It’s November in Montreal and it is pouring rain and dark. But because I’m about to interview the woman who sang the best song on my favorite mix tape from my first big love in high school, a little salad-fetching in the dark of the winter night seems totally reasonable. And, as I would later understand, Issa’s straightforwardness is just part of her agenda-free, free-thinking experiment. She lives her politics—and having sold all her belongings, including her house in Toronto—she lives everywhere. The night we spoke she made Montreal her home and I was determined to make it a place she would want to return to often.

I arrive at the Green Room, where she was to perform later that night. She is sitting at the piano, writing up her guest list. She wonders if perhaps there would be a venue better suited for her, somewhere else. The thought passes and we sit down to talk. She is at once intense and soothing, passionate, and present. She tells me she’s recently changed her name (back from Issa) to Jane Siberry.

A bit nervously, I dive right into the idea of ‘improvisation’ without much preparatory small talk. It seems to me improvisation is a core concept of self-determination, of adapting, and of what I would later understand from Jane as freethinking.

MH: Improvisation is certainly not something that is new for you, but would you say you have more creative freedom now that you are free from a major label?
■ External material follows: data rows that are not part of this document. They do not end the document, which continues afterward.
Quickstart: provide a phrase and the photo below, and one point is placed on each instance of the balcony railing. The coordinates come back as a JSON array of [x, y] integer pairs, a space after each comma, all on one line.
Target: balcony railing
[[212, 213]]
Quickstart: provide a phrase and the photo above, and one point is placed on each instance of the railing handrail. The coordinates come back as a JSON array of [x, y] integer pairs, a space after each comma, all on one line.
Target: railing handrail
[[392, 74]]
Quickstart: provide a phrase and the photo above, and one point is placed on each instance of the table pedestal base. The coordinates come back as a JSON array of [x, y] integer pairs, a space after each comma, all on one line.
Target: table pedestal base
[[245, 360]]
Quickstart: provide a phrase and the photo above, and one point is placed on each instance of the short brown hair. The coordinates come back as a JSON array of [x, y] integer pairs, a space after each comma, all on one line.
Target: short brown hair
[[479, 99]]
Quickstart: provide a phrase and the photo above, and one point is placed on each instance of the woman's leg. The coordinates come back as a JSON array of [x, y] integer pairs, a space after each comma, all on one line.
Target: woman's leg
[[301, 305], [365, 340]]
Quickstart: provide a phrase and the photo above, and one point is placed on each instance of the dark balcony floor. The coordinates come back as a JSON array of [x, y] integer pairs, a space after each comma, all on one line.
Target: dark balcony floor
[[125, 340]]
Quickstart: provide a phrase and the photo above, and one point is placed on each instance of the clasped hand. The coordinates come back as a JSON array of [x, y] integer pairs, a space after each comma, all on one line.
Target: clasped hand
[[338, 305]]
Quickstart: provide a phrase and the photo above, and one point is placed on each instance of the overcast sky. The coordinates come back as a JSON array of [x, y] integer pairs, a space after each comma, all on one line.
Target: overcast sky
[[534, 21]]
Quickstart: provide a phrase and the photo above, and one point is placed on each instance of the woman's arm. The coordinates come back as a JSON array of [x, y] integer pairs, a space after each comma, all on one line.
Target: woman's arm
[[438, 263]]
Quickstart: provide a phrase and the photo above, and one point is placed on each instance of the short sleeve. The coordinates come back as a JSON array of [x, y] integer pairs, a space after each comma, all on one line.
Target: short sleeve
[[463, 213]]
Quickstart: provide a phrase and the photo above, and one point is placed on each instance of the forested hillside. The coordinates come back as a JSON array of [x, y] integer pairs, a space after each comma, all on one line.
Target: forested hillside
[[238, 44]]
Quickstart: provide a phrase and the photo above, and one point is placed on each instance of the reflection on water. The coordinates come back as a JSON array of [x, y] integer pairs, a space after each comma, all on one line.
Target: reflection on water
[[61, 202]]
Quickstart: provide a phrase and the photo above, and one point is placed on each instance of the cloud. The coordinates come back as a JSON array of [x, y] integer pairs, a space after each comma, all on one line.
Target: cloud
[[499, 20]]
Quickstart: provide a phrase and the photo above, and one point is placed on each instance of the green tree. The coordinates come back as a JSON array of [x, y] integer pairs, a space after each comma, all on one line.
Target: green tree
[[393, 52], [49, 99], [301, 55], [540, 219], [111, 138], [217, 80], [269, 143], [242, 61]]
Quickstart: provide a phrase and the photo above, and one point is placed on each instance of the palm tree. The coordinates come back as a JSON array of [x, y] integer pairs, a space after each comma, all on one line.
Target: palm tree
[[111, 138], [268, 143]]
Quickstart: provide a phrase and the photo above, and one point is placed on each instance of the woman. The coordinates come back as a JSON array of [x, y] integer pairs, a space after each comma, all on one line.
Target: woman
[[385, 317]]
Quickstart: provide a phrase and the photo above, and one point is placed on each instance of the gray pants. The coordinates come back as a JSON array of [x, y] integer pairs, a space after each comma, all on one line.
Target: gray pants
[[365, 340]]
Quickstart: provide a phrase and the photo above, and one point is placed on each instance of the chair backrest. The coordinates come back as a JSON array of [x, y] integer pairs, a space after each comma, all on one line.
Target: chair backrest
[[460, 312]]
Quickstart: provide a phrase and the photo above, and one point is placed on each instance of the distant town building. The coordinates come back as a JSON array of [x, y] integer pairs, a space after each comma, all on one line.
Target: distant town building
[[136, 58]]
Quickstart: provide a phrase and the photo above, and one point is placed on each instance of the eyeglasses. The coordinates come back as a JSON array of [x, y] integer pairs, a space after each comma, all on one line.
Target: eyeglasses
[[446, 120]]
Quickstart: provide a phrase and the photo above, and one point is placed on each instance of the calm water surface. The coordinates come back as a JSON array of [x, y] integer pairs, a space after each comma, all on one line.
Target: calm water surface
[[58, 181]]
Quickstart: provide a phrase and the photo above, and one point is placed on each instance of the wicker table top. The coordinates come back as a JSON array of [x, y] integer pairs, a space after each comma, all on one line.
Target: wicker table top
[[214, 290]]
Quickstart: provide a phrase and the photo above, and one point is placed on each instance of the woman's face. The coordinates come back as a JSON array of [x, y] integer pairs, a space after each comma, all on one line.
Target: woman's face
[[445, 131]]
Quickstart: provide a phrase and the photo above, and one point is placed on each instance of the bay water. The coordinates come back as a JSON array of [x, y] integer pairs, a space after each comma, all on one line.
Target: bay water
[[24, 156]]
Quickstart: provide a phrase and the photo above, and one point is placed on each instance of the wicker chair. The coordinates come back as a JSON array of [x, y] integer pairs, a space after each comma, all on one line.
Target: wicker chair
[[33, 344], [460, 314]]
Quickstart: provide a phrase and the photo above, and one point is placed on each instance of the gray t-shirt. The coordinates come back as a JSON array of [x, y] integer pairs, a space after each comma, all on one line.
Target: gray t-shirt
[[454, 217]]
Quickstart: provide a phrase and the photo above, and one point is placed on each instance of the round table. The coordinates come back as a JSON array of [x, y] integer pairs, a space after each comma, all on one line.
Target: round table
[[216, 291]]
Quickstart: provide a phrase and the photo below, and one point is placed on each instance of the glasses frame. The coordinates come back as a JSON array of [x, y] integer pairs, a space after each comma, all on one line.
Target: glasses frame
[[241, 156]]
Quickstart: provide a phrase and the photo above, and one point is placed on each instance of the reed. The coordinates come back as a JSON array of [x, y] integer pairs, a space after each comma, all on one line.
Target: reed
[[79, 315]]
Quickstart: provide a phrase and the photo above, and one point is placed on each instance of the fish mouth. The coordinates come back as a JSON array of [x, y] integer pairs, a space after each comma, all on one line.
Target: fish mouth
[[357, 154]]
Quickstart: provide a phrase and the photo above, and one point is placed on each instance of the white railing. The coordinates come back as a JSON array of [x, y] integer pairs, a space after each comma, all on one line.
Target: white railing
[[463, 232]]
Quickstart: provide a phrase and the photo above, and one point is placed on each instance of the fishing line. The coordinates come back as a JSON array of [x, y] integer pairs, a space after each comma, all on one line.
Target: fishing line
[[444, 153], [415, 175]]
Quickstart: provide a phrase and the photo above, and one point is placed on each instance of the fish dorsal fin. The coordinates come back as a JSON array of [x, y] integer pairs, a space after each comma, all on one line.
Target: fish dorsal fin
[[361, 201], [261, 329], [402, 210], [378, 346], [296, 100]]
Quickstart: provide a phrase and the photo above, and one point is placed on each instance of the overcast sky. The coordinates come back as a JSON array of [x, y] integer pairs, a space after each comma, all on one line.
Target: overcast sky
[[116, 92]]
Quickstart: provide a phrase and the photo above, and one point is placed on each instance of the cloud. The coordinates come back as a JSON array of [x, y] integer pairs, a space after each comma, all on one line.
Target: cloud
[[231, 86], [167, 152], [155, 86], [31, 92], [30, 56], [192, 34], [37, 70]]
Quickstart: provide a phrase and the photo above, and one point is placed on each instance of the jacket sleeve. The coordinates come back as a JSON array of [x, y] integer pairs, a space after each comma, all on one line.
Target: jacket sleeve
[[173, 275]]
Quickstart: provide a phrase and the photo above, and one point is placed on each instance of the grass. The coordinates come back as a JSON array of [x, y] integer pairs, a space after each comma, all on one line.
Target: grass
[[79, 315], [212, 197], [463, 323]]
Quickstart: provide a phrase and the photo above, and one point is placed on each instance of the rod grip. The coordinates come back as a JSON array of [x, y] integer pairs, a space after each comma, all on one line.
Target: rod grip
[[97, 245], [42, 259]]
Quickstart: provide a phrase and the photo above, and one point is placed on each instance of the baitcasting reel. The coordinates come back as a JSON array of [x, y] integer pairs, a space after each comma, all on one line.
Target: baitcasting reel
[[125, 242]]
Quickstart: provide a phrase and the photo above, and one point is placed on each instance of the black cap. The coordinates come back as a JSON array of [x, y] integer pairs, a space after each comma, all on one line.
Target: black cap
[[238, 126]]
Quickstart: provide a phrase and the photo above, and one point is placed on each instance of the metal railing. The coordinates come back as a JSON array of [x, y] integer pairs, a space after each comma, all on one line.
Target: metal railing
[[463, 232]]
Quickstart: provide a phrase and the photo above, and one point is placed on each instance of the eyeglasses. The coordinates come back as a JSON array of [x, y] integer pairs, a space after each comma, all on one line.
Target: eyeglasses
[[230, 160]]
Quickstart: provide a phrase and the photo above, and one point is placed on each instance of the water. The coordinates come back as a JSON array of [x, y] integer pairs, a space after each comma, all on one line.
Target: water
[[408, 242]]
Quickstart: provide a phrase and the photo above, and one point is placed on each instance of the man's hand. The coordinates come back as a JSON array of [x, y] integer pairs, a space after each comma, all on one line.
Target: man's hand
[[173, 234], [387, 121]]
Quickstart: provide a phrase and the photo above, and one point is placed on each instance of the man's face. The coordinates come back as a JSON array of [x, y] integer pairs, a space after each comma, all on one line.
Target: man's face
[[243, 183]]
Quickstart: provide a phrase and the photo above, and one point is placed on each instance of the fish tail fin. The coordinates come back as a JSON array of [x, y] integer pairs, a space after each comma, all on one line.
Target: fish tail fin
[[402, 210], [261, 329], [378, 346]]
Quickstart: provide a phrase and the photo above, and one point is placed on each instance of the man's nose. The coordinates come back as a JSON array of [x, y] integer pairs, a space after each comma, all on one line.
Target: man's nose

JS: There was a certain point with Warner Brothers when I couldn’t do interesting side projects like when I did Maria, which was not a commercial record. I said no problem. I’ll do it the way I like it, but I will give you a companion EP of the most commercial versions of these songs you could ever want. I will do remixes for you. But they didn’t have a system that could handle that kind of thing. I said we could use the commercial versions for the videos, too.